[ovs-dev] [PATCH net-next] net: openvswitch: Add support to lookup invalid packet in ct action.

Tue Oct 6 18:52:04 UTC 2020

Numan Siddique <nusiddiq at redhat.com> wrote:
> On Tue, Oct 6, 2020 at 4:46 PM Florian Westphal <fw at strlen.de> wrote:
> >
> > nusiddiq at redhat.com <nusiddiq at redhat.com> wrote:
> > > From: Numan Siddique <nusiddiq at redhat.com>
> > >
> > > For a tcp packet which is part of an existing committed connection,
> > > nf_conntrack_in() will return err and set skb->_nfct to NULL if it is
> > > out of tcp window. ct action for this packet will set the ct_state
> > > to +inv which is as expected.
> >
> > This is because from conntrack p.o.v., such TCP packet is NOT part of
> > the existing connection.
> >
> > For example, because it is considered part of a previous incarnation
> > of the same connection.
> >
> > > But a controller cannot add an OVS flow as
> > >
> > > table=21,priority=100,ct_state=+inv, actions=drop
> > >
> > > to drop such packets. That is because when ct action is executed on other
> > > packets which are not part of existing committed connections, ct_state
> > > can be set to invalid. Few such cases are:
> > >    - ICMP reply packets.
> >
> > Can you elaborate? Echo reply should not be invalid. Conntrack should
> > mark it as established (unless such echo reply came out of the blue).
> 
> Hi Florian,
> 
> Thanks for providing the comments.
> 
> Sorry for not being very clear.
> 
> Let me brief about the present problem we see in OVN (which is a
> controller using ovs)
> 
> When a VM/container sends a packet (in the ingress direction), we don't send all
> the packets to conntrack.
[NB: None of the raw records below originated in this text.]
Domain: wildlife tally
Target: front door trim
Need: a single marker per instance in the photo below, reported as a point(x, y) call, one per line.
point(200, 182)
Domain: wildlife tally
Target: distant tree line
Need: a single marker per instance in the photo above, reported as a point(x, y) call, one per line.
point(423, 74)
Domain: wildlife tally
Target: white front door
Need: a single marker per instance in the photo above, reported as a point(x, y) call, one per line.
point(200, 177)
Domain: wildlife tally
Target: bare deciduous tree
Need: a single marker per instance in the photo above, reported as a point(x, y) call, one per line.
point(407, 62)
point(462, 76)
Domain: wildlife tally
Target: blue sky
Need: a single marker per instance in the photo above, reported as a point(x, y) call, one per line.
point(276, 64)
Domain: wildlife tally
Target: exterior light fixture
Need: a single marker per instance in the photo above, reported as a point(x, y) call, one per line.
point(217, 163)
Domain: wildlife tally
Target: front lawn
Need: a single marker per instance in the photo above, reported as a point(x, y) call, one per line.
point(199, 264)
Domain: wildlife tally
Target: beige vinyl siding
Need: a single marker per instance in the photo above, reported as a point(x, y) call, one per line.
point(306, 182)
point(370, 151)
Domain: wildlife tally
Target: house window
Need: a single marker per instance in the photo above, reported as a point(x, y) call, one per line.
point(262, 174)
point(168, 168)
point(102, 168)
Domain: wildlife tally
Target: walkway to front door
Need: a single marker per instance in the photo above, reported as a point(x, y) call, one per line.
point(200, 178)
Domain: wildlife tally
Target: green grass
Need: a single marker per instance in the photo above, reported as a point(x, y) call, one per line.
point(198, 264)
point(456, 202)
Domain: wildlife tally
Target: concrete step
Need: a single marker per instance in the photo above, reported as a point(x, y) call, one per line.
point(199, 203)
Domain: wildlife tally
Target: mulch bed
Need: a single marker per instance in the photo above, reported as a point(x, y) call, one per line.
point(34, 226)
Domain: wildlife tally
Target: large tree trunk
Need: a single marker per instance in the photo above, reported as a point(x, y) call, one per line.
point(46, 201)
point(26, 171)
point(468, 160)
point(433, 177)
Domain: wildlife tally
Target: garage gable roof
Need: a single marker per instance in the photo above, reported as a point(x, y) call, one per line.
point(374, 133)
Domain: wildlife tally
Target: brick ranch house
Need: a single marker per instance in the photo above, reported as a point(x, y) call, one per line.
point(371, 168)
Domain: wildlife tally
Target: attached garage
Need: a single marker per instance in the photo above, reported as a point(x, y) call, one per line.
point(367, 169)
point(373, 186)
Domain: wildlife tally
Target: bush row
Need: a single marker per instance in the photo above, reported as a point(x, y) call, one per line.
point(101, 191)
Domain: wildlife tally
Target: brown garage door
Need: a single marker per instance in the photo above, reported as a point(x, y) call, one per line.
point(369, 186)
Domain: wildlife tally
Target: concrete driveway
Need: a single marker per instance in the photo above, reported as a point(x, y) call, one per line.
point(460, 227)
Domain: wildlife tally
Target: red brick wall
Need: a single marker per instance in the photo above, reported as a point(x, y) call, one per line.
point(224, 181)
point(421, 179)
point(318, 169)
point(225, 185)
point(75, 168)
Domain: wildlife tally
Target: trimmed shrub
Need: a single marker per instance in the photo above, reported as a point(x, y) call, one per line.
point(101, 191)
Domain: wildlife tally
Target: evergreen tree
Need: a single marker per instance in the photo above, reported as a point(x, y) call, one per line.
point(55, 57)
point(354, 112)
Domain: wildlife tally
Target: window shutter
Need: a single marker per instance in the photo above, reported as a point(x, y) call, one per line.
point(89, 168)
If a packet is destined to an OVN load
> balancer virtual ip,
> only then we send the packet to conntrack in the ingress direction and
> then we do dnat
> to the backend.

Ah, okay.  That explains the INVALID then, but in that case I think this
patch/direction is less desirable from conntrack point of view.

More below.

> table=1, match = (ip && ip4.dst == VIP) action = ct(table=2)
> tablle=2, ct_state=+new+trk && ip4.dst == VIP, action = ct(commit,
> nat=BACKEND_IP)
> ...
> ..
> 
> However for the egress direction (when the packet is to be delivered
> to the VM/container),
> we send all the packets to conntrack and if the ct.est is set, we do
> undnat before delivering
> the packet to the VM/container.
> ...
> table=40, match = ip, action = ct(table=41)
> table=41, match = ct_state=+est+trk, action = ct(nat)
> ...
> 
> What I mean here is that, since we send all the packets in the egress
> pipeline to conntrack,
> we can't add a flow like - match = ct_state=+inv, action = drop.
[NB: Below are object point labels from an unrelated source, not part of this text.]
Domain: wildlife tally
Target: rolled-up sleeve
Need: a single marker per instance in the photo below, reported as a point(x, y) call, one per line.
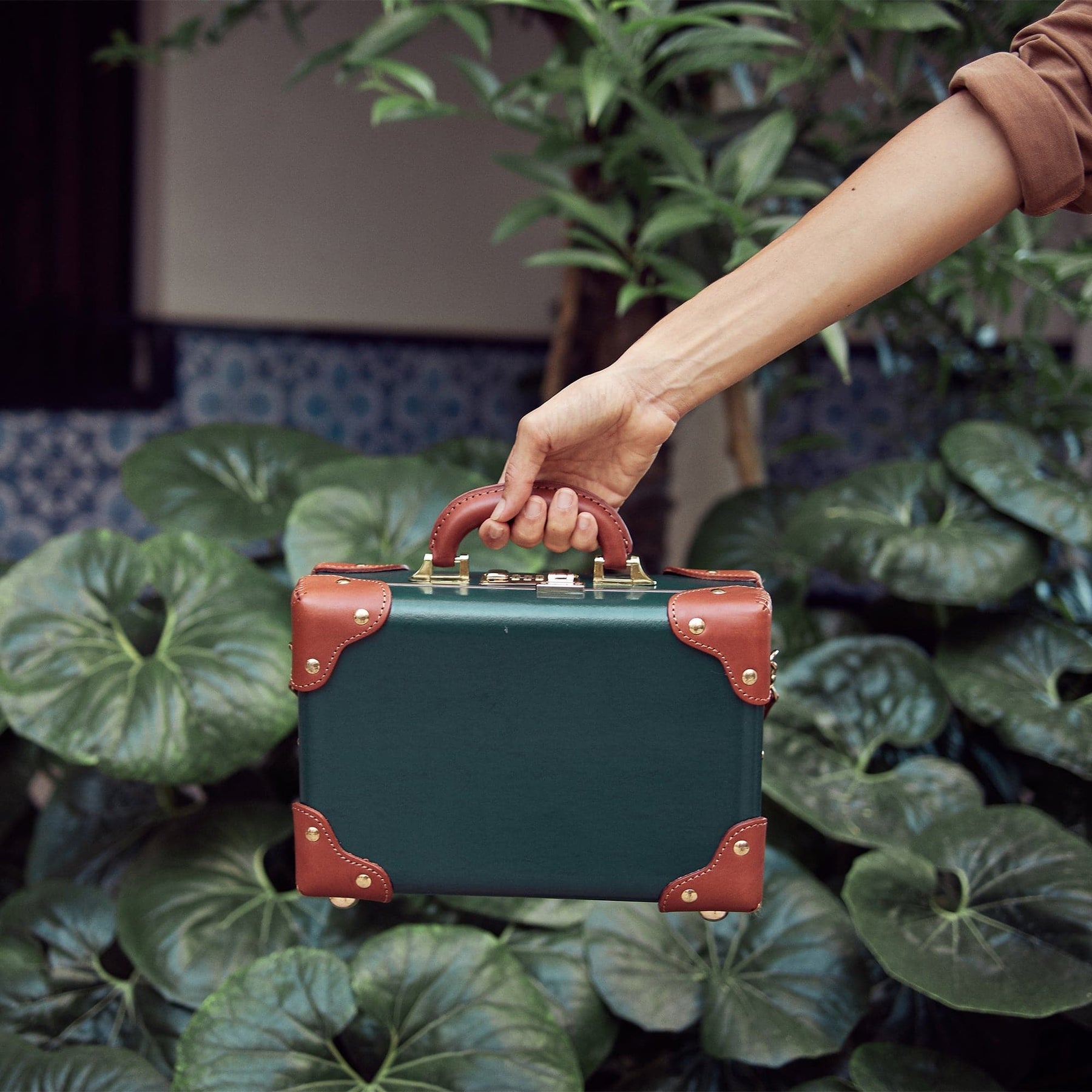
point(1040, 96)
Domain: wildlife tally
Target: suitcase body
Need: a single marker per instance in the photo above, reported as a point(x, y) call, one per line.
point(506, 734)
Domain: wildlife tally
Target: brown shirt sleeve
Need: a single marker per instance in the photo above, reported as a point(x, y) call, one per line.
point(1040, 96)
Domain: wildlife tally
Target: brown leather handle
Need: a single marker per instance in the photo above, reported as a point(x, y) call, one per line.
point(472, 509)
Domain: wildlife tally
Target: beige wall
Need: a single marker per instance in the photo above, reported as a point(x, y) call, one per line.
point(263, 206)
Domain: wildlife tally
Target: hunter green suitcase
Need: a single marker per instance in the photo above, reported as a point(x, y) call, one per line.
point(544, 735)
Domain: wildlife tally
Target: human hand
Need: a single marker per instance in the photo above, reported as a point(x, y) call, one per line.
point(600, 434)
Basically this is like a normal routing/netfitler (no ovs), where
the machine in question only sees unidirectional traffic (reply packets
taking different route).

> i.e When a VM/container sends an ICMP request packet, it will not be
> sent to conntrack, but
> the reply ICMP will be sent to conntrack and it will be marked as invalid.
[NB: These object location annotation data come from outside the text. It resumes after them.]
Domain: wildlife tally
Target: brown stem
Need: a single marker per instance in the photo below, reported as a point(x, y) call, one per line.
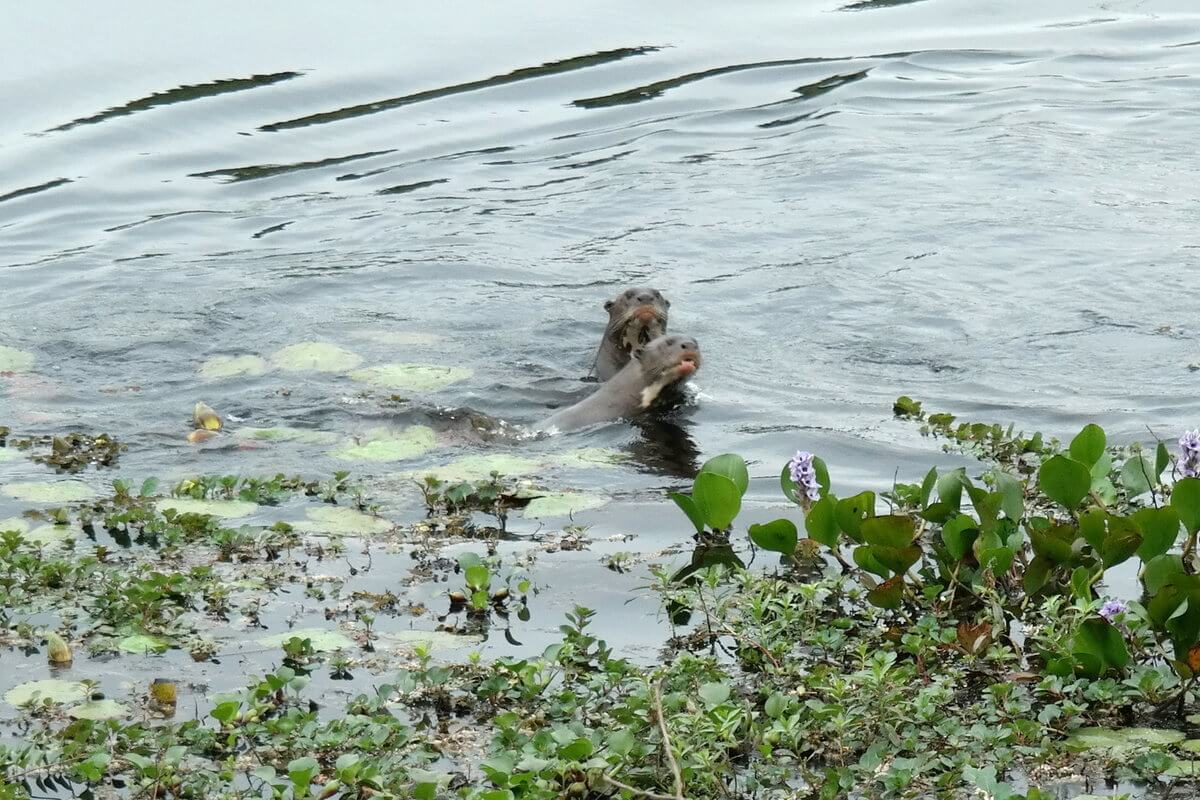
point(666, 740)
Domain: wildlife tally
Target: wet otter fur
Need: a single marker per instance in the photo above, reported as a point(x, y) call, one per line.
point(636, 316)
point(651, 380)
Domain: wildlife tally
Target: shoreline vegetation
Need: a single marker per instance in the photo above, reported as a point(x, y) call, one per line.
point(958, 636)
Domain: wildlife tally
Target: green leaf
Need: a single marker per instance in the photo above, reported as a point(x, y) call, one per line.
point(1065, 480)
point(1037, 573)
point(779, 536)
point(821, 523)
point(303, 770)
point(732, 467)
point(622, 741)
point(1159, 528)
point(949, 487)
point(865, 559)
point(1137, 475)
point(718, 499)
point(1099, 639)
point(889, 530)
point(959, 535)
point(775, 705)
point(714, 693)
point(1089, 445)
point(888, 594)
point(852, 511)
point(927, 486)
point(689, 507)
point(1011, 489)
point(1161, 571)
point(478, 577)
point(1186, 501)
point(1081, 583)
point(577, 750)
point(1162, 461)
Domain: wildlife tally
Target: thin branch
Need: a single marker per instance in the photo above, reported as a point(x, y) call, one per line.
point(666, 740)
point(642, 793)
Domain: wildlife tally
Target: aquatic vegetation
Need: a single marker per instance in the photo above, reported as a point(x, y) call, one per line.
point(411, 377)
point(384, 444)
point(545, 505)
point(47, 492)
point(220, 367)
point(315, 356)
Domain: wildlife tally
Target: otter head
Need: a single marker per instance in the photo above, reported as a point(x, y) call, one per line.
point(636, 317)
point(666, 361)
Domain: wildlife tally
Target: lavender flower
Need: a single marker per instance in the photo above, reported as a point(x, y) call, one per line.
point(1111, 608)
point(1189, 443)
point(804, 474)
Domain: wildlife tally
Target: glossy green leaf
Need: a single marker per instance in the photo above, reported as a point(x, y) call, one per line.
point(959, 535)
point(889, 530)
point(1159, 528)
point(850, 513)
point(732, 467)
point(821, 523)
point(1089, 445)
point(1137, 475)
point(718, 499)
point(1186, 501)
point(689, 507)
point(1065, 480)
point(779, 536)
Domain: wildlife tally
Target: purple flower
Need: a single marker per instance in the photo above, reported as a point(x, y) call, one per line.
point(1111, 608)
point(804, 474)
point(1189, 443)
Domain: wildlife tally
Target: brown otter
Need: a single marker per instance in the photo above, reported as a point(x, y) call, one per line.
point(651, 379)
point(635, 317)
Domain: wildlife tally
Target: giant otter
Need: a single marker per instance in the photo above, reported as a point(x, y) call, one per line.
point(635, 317)
point(651, 379)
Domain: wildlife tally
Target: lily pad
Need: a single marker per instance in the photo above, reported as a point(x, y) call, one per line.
point(304, 435)
point(222, 509)
point(411, 377)
point(390, 445)
point(339, 521)
point(588, 458)
point(59, 691)
point(322, 641)
point(433, 641)
point(143, 643)
point(480, 468)
point(49, 492)
point(99, 710)
point(1183, 768)
point(562, 504)
point(315, 356)
point(13, 360)
point(1121, 739)
point(228, 366)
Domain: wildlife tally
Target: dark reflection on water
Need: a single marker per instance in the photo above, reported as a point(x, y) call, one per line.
point(525, 73)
Yes.  For plain netfilter, the solution would be to accept INVALID icmp
replies in the iptables/nftables ruleset.

> So is the case with TCP, the TCP SYN from the VM is not sent to
> conntrack, but the SYN/ACK
> from the server would be sent to conntrack and it will be marked as invalid.

Right.

> > 1. packet was not even seen by conntrack
> > 2. packet matches existing connection, but is "bad", for example:
> >   - contradicting tcp flags
> >   - out of window
> >   - invalid checksum
> 
> We want the below to be solved (using OVS flows) :
>   - If the packet is marked as invalid due to (2) which you mentioned above,
>     we would like to read the ct_mark and ct_label fields as the packet is
>     part of existing connection, so that we can add an OVS flow like
>
> ct_state=+inv+trk,ct_label=0x2 actions=drop

Wouldn't it make more sense to let tcp conntrack skip the in-window
check?  AFAIU thats the only problem and its identical to other cases
that we have at the moment, for example, conntrack supports mid-stream
pickup (on by default) which also disables tcp window checks.

> I tested by setting 'be_liberal' sysctl flag and since skb->_nfct was
> set for (2), OVS
> datapath module set the ct_state to +est.

Yes.  This flag can be set programatically on a per-ct basis.

See nft_flow_offload_eval() for example (BE_LIBERAL).
Given we now have multiple places that set this I think it would make
sense to add a helper, say, e.g.

void nf_ct_tcp_be_liberal(struct nf_conn *ct);
?

(Or perhaps nf_ct_tcp_disable_window_checks() , might be more
 clear/descriptive as to what this is doing).

Do you think that this resolves the OVN problem?